"Women on Fire": Koblenz tanzt am 14. Februar gegen Gewalt an Frauen
Niklas Neumann"Women on Fire": Koblenz tanzt am 14. Februar gegen Gewalt an Frauen
Tanzdemo in Koblenz: "Women on Fire – Ni una menos" am 14. Februar 2026
Das Gleichstellungsbüro der Stadt Koblenz organisiert am 14. Februar 2026 eine Tanzdemonstration unter dem Motto "Women on Fire – Ni una menos". Die Veranstaltung ist Teil der weltweiten One-Billion-Rising-Kampagne gegen Gewalt an Frauen und Mädchen. Teilnehmerinnen und Teilnehmer sind aufgerufen, durch gemeinsame Bewegung und Solidarität ein Zeichen zu setzen.
Die Kundgebung beginnt um 15:00 Uhr am Löhrrondell, wo sich die Anwesenden zu einem Gruppentanz nach dem Lied "Break the Chain" versammeln. Anschließend zieht der Demonstrationszug zum Münzplatz, begleitet von Redebeiträgen. Den Abschluss bildet eine Kundgebung.
In diesem Jahr startet die Demonstration zudem die "Sporteln-gegen-Gewalt"-Kilometer-Challenge, die bis zum 8. März läuft. Teilnehmende können gelaufene, gegangene oder geradelte Strecken dokumentieren. Die Anmeldung kostet 15 Euro, der gesamte Erlös kommt dem Koblenzer Frauenhaus zugute.
Die One-Billion-Rising-Bewegung verzeichnet seit Jahren weltweite Beteiligung – in über 200 Ländern. 2026 machen 27 Nationen mit und unterstreichen so die internationale Reichweite der Kampagne.
Mit Tanz, Aktivismus und Spendenaktionen will die Veranstaltung auf geschlechtsspezifische Gewalt aufmerksam machen. Die Einnahmen aus der Kilometer-Challenge fließen direkt in lokale Hilfsangebote für Frauen. Die Organisatorinnen hoffen auf eine starke Beteiligung, um das Signal in Koblenz zu verstärken.

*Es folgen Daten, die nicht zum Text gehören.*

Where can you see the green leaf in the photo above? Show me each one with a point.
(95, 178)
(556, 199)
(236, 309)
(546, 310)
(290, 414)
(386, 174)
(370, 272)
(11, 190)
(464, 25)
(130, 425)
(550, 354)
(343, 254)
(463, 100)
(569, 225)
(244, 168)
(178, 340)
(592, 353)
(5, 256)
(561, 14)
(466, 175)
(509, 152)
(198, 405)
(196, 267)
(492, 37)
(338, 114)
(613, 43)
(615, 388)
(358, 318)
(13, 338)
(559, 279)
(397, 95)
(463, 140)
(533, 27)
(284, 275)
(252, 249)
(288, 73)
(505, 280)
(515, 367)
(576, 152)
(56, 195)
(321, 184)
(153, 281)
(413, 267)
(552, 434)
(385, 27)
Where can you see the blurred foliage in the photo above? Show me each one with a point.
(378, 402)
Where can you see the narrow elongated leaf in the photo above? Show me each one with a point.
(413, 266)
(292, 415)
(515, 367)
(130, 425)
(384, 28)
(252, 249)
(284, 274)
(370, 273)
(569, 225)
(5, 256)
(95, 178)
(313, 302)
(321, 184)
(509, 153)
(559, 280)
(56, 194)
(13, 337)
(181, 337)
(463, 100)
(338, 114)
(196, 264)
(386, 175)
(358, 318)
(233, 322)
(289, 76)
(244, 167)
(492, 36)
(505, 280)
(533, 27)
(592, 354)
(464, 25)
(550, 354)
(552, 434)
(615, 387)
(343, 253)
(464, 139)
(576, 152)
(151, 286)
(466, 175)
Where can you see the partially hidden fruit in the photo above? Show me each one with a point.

Spaniens Gleichstellungs-Kampagne hallt die Anti-Gewalt-Nachricht von Koblenz wider
Die deutsche Anti-Gewalt-Bewegung erhält internationalen Kontext, da das spanische Ministerium für Gleichstellung am 2. März 2026 eine parallele Kampagne startet. Die spanische Initiative, 'Frauen von hohem Wert. Wir lassen nicht zu, dass die Vergangenheit voranschreitet,' geht direkt auf patriarchale Gewalt und digitale Bedrohungen für Frauen ein. Ministerin Ana Redondo warnte: 'Wir lassen nicht zu, dass die Vergangenheit voranschreitet,' und betonte den Anstieg rechtsextremer Ideologien, die traditionelle Geschlechterrollen fördern.